I can’t ignore that this year is my third year living abroad, having technically left home at 18. It may sound silly for international people, but this number resonates in me when I remember thinking younger that I wanted to live abroad. It feels like in this aspect, I made it.
Though I have to say, living abroad didn’t solve my problems and it is far from making things easier. But I can’t help thinking: even if I’m sad, at least I’m sad in a foreign country.
Somehow, it makes it better.
It is also becoming clear, talking to so many people during these last weeks about the Future with a capital letter, that I do not plan to come back to France. I realize it’s very idealistic to claim that I’m sufficient enough to keep myself from going back to France (because somehow my passport feels like a magnet pulling me to come back, and I have to apply a constant force to go somewhere else- the weight of administrative and visa duties?) but it’s a will that I have. I’m sorry mom if you’re reading this, you mustn’t be too happy about all of your children ‘running away from home’. Or rather that may be the idea of it that you have, but trust me, the truth is different. I don’t feel like I’m running away from home but rather that I’ve been giving wings and it’d be a waste not to use them and stay at the same place over and over.
Of course, the whole living abroad thing has consequences and it is a harsh reality when comparing it to people who stayed at home. But I like to think we all have different expectations. I know I would not be happy in Lyon. And very sadly, the thought of coming back live in France definitely feels like it would be a failure. I’ve lived so many things far away that coming back where I started sounds like a fateful death.
It sounds to me pretentious as fuck to say that, and I hope I didn’t pris la grosse tête but this is how I feel. I’ve kept it for myself because it feels like I’m not really entitled to say that after only two years and a half and at 20 years old, but I see no good at censuring it either.
When you leave, you can’t come back. I’m stuck abroad, and it’s okay, I’ve chosen it, I’ve wanted it, it’s my will. No regrets.
That said, these ten days are already over and I felt it day by day, that time was passing and there was no way to slow it down. Strangely enough, I’ve come to accept it. Since I’ve first left for exchange, time hasn’t stopped and days, months, come by and flow scarily fast. But I got used to it and do my best to try to appreciate each seconds of it.
I’m not sad to leave because I’m coming back with so much more than when I arrived. I have so much energy, will and enthusiasm deeply engraved in my heart, I feel ready to start back daily routines. The break was needed and satisfactory.
Again, I can’t describe how well I’ve been received to the home of my friends. I can’t wait for the day I’ll return the favour to them, doesn’t matter in which place or country I’ll be in, I’ll make them feel at home too.

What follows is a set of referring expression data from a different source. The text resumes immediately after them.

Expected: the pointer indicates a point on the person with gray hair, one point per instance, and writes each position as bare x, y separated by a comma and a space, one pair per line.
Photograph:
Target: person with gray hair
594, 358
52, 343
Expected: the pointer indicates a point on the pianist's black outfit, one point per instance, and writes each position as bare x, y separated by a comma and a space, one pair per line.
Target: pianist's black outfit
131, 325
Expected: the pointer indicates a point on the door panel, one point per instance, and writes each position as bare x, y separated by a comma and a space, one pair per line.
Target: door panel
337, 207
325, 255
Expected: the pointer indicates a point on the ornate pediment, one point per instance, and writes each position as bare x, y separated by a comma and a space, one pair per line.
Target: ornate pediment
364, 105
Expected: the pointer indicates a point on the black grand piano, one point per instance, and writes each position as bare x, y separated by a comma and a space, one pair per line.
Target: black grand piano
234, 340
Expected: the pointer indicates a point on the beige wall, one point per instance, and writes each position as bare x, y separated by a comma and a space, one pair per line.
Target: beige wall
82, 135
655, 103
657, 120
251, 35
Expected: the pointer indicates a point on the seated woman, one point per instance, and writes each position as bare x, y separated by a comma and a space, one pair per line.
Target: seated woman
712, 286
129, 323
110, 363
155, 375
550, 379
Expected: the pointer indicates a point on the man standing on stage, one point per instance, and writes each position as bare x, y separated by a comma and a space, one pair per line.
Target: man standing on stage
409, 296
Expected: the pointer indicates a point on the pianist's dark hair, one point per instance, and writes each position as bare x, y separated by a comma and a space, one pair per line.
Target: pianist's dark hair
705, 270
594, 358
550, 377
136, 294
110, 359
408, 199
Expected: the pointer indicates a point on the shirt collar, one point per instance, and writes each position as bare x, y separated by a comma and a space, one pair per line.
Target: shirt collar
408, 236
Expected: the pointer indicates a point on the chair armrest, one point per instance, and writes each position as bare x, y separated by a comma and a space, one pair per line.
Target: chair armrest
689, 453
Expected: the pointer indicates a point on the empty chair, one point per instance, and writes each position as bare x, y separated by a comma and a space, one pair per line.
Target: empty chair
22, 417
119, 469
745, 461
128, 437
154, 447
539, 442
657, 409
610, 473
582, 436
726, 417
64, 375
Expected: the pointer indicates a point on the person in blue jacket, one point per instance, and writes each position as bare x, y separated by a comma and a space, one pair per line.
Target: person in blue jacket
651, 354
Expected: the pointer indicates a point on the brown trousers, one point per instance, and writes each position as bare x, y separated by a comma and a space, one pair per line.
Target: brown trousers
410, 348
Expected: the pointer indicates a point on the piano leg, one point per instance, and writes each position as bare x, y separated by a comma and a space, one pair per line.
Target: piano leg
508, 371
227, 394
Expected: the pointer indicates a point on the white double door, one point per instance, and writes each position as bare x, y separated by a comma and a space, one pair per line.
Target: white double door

There really was no down side to these ten days. I took it easy, no hard plans, no expectations, just being there and enjoying. I’m glad this is something I can do, living day by day, going outside with no idea what to do but figuring out on the way.
It is hard nowadays to do such unprepared and unanticipated plans. At best, one crazy adventure can be to go eat outside at a fancy place (expensive Kenyan food?), bike some hundred of kilometers away on a whim, or buy a train ticket for a day trip somewhere near. But for more ambitious projects, it’s hard to get someone to do that with you and go out of their organized and planned life.
May sound stupid but I’m glad I can do that, I’m glad I have the will to go out of what’s comfortable. I mean, I’m doing it at my level, not going to Ushuaia every week (wouldn’t be against at all though) to sleep in a tent at -10 degrees, but you know, step by step, one makes its way.
As time goes and as I’m more and more responsible for myself, I feel like it’s somethings I can do anyway. I can do what I want, given I’m ready to give myself the means and I’m ready to face the consequences.